I have the function
$$
f(x)=\cases{\frac{1}{\sqrt{\sinh^2(a)-\sinh^2(ax)}} & $-1 \leq x \leq1$ \\ 0 & otherwise}
$$
Where $a \in \mathbb{R}^+$. Here is a plot of $f$:
It would be very convenient if I could justify (in any way: maybe distributionally?) that
$$
f(x)=A\left[ \delta(x-1)+\delta(x+1) \right]+B+\mathcal{O}(?) \quad ; \quad a \to \infty \tag{1}
$$
For some $x$ independent constants $A$ and $B$. I am uncertain of how to do this, or how to estimate the error.
What I've tried
My thought was to look at the Fourier series of $f$, and associate terms with the Fourier series of (2). By expanding (1) around $x= \pm1$, I can find a Laurent series in $(x \pm 1)$, and perform the Fourier integral term by term. The result is messy, and worse: does not allow easy comparison to the Fourier series of (2). This may not be a fruitful approach.
By looking at the wiki page about mollifiers, it seems I need to claim something like: $a f(x) \to \delta (x \pm1), \ a \to \infty$. Superficially, this appears to work, but I'm not sure how to make it concrete, or if there should be any other factors next to $af(x)$ (other than a factor to ensure normalization to unity).
Questions
- How can I estimate the error and find $A$ and $B$ in (1)?
- If $A$ and $B$ cannot be found, how can I find the ratio $A/B$?
Background
$f(x)$ will eventually appear beneath an integral with a Green's function $G$. I'd like to formulate this for arbitrary $G$. We can take some liberties about the 'niceness' of $G$, as necessary.

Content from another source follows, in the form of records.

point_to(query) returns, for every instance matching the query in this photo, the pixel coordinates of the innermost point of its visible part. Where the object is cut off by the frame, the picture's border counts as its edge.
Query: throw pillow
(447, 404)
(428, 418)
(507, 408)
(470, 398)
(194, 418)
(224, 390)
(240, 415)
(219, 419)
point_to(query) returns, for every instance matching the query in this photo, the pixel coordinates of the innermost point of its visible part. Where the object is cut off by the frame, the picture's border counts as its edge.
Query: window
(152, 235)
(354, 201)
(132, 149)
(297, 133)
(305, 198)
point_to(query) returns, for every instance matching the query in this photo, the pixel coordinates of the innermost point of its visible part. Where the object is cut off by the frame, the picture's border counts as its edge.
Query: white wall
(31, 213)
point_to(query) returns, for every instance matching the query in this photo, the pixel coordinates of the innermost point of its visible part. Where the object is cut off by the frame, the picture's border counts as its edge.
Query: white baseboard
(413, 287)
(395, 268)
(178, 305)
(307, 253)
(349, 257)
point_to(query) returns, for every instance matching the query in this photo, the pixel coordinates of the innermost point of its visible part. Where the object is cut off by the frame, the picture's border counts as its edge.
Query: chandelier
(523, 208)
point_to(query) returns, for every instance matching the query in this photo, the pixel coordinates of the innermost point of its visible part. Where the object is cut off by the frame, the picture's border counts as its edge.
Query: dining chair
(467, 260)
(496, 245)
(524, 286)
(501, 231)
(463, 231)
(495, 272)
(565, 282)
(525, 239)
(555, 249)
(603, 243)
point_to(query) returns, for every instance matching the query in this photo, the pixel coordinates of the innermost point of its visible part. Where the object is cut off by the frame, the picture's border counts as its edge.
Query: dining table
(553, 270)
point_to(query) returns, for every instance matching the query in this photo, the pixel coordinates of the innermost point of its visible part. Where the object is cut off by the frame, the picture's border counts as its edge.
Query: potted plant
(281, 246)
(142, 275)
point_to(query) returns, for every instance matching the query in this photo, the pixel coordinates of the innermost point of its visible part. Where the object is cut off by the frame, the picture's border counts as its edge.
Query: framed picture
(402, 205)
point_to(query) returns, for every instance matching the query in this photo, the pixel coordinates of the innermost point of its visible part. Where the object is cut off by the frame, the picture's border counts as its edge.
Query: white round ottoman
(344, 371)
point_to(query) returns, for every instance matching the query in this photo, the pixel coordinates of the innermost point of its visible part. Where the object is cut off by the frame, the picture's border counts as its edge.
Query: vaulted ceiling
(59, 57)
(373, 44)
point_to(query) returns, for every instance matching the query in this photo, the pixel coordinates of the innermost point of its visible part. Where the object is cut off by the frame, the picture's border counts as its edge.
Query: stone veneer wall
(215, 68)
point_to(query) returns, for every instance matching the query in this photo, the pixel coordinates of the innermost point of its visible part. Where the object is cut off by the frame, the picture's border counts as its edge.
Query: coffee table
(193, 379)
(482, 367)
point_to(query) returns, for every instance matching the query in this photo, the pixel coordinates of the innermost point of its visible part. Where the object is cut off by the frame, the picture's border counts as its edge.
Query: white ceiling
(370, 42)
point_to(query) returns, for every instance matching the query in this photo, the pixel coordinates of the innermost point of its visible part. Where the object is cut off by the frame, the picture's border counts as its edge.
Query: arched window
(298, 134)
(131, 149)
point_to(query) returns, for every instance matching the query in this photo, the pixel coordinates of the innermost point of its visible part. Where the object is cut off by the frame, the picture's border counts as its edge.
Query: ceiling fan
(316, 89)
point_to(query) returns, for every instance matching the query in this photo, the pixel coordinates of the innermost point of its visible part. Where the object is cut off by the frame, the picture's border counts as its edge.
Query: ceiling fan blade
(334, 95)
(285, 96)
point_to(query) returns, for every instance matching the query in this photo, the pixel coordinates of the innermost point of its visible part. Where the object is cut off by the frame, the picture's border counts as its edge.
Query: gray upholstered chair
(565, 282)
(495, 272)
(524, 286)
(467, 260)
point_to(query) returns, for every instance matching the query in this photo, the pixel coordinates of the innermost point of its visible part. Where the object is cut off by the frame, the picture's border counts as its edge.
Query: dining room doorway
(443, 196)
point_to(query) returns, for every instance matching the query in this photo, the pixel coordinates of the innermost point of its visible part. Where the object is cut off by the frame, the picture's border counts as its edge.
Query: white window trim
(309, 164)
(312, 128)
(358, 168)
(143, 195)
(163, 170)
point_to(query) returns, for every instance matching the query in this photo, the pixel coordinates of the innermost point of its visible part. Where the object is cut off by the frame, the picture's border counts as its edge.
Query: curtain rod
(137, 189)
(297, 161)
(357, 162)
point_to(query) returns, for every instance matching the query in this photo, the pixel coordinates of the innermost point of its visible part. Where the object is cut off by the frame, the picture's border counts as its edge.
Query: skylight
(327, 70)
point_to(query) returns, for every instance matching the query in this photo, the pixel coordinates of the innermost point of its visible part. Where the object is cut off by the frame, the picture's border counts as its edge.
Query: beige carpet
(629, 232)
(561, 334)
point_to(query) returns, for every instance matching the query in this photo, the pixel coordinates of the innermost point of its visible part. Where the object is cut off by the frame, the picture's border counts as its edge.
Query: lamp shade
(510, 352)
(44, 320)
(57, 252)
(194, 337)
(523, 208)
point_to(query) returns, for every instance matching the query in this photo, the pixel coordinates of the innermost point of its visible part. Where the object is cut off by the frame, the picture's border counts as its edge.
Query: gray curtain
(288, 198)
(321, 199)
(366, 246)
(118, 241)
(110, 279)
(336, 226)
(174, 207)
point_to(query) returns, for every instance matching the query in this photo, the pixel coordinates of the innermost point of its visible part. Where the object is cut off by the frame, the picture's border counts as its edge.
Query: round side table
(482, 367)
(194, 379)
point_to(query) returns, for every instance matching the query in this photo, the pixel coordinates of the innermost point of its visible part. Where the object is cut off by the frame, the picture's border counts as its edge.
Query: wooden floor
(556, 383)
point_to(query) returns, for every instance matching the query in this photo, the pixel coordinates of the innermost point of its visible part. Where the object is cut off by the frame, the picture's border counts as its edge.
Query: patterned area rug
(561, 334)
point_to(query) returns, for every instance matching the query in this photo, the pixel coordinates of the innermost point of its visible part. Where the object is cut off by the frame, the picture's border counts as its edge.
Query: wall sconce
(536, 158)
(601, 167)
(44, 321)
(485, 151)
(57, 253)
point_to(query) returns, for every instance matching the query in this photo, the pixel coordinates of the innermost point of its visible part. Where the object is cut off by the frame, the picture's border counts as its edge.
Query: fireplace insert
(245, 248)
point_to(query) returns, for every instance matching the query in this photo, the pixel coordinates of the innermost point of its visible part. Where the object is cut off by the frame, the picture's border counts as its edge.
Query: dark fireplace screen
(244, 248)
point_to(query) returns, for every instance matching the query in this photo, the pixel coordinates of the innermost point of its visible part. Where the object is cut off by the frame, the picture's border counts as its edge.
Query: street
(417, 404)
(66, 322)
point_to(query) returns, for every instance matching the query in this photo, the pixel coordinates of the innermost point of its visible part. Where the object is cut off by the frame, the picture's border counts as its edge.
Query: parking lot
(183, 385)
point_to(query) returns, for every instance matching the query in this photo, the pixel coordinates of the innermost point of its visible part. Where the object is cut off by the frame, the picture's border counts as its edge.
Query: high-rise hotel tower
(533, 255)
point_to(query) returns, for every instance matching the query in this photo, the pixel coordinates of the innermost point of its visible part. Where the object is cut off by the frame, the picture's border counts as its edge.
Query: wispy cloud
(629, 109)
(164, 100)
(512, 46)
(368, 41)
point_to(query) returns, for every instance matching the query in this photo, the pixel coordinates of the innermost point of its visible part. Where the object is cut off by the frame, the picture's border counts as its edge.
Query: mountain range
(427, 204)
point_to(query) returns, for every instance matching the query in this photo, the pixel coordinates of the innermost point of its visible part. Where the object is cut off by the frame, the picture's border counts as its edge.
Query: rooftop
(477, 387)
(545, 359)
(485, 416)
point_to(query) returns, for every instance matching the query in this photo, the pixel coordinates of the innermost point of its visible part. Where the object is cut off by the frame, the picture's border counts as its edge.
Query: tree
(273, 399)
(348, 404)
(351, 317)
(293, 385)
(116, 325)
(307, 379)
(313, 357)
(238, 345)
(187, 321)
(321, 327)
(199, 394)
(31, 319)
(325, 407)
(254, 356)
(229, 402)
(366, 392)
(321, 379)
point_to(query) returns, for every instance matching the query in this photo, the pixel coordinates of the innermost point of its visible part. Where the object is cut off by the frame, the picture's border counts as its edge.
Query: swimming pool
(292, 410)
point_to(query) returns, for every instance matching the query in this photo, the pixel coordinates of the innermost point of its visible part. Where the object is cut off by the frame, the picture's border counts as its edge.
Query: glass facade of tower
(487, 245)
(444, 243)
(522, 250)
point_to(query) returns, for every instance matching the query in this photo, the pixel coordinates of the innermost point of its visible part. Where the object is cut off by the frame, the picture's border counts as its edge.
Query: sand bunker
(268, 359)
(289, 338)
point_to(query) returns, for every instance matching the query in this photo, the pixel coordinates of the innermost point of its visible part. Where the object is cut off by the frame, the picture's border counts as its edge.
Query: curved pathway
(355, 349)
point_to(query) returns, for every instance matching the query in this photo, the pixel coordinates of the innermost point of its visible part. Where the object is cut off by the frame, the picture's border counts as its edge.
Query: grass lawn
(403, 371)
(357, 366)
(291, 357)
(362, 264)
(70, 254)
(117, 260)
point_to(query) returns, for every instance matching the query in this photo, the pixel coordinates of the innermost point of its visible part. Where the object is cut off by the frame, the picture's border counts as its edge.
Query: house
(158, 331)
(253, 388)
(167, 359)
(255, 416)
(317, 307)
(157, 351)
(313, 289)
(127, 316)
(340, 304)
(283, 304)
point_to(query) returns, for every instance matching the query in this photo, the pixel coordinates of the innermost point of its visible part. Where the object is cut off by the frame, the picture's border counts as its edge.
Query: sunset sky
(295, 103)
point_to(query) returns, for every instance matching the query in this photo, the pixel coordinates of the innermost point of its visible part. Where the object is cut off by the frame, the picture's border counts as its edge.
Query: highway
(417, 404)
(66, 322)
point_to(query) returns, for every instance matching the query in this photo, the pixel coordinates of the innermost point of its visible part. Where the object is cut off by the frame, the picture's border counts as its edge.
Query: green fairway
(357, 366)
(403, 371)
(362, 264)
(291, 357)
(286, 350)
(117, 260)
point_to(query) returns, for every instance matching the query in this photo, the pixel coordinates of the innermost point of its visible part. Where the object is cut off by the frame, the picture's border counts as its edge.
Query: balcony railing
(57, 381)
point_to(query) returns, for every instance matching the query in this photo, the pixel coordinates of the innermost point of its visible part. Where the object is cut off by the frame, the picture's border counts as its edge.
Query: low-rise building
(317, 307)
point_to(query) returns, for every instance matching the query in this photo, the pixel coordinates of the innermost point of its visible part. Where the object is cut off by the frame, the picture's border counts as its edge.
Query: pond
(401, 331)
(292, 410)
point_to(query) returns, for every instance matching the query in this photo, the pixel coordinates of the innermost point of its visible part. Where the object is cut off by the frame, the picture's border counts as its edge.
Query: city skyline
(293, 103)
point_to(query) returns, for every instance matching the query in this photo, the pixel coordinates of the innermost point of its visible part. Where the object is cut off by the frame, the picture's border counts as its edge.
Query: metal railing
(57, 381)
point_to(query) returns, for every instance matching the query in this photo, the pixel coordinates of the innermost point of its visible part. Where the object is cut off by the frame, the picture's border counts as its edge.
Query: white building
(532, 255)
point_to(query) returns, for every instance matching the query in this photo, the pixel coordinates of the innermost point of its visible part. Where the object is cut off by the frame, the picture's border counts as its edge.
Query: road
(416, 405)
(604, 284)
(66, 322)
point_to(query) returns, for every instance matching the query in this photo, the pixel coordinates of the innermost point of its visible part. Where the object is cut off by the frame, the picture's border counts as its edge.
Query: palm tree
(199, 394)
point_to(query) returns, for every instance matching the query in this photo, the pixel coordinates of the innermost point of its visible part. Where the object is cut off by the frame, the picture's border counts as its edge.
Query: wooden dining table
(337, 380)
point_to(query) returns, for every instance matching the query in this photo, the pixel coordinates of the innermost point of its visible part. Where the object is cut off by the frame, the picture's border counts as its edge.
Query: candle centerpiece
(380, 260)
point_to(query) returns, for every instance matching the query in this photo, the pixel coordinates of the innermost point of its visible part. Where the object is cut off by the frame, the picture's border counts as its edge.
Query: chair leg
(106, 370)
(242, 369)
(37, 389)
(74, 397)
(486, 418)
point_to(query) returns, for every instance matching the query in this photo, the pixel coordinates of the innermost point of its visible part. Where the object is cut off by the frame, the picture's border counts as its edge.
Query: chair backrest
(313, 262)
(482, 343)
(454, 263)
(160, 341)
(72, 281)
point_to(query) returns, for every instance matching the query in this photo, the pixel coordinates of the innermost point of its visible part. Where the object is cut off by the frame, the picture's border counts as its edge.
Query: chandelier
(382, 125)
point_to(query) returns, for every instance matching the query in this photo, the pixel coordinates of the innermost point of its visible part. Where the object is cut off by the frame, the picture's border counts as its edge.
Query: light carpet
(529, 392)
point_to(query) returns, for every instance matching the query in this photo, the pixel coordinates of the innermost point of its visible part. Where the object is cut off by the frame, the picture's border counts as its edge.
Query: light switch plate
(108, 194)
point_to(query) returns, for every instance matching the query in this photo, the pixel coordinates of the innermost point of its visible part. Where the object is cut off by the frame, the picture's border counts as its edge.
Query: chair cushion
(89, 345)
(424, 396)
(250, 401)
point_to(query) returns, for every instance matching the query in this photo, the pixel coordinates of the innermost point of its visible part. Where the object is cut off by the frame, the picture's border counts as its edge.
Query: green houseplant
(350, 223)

In particular, it has a well behaved Fourier transform.
Best Answer
@Sal: Not the answer you're looking for I'm sure, and I anticipate the MSE gods will delete this in short order, but perhaps it helps you in the meantime as you continue your research.
After messing about with things a bit, analytically and numerically, a similar function has the delta-like property. Take $\phi_a(x) = \frac{2}{\pi}\frac{a\sinh(ax)}{(\sinh^2 a - \sinh^2(ax))^{1/2}}$ on $0 < x < 1$. Then completely experimentally and without proof (or perhaps fodder for another post!) it appears $\int_0^1\, g(x)\phi_a(x)\, dx \rightarrow g(1)$ as $a \rightarrow \infty$ for a smooth function $g$.
== ADDED ==
If you want to approximate $f$ by $A\delta(x + 1) + A\delta(x - 1) + B$ in some sense, you'll probably want something like \begin{equation*} \int_{-1}^{1}\, g(x)f(x; a)\, dx - A g(-1) - Ag(1) - B\int_{-1}^1\, g(x)\, dx \rightarrow 0 \end{equation*} as $a \rightarrow \infty$ to hold. Use a few examples, $g(x) = 1, x^2, x^4, \dots$ and work out what $A$ and $B$ would need to look like. For example with $g = 1$ I get $\int_{-1}^1\, f(x; 20)\, dx = 4.12252\times 10^{-9}$ and with $g(x) = x^2$, $\int_{-1}^1\, x^2 f(x; 20)\, dx = 1.37424 \times 10^{-9}$. To me this path doesn't look promising. The area under the singular portions simply isn't big enough to mimic a delta function.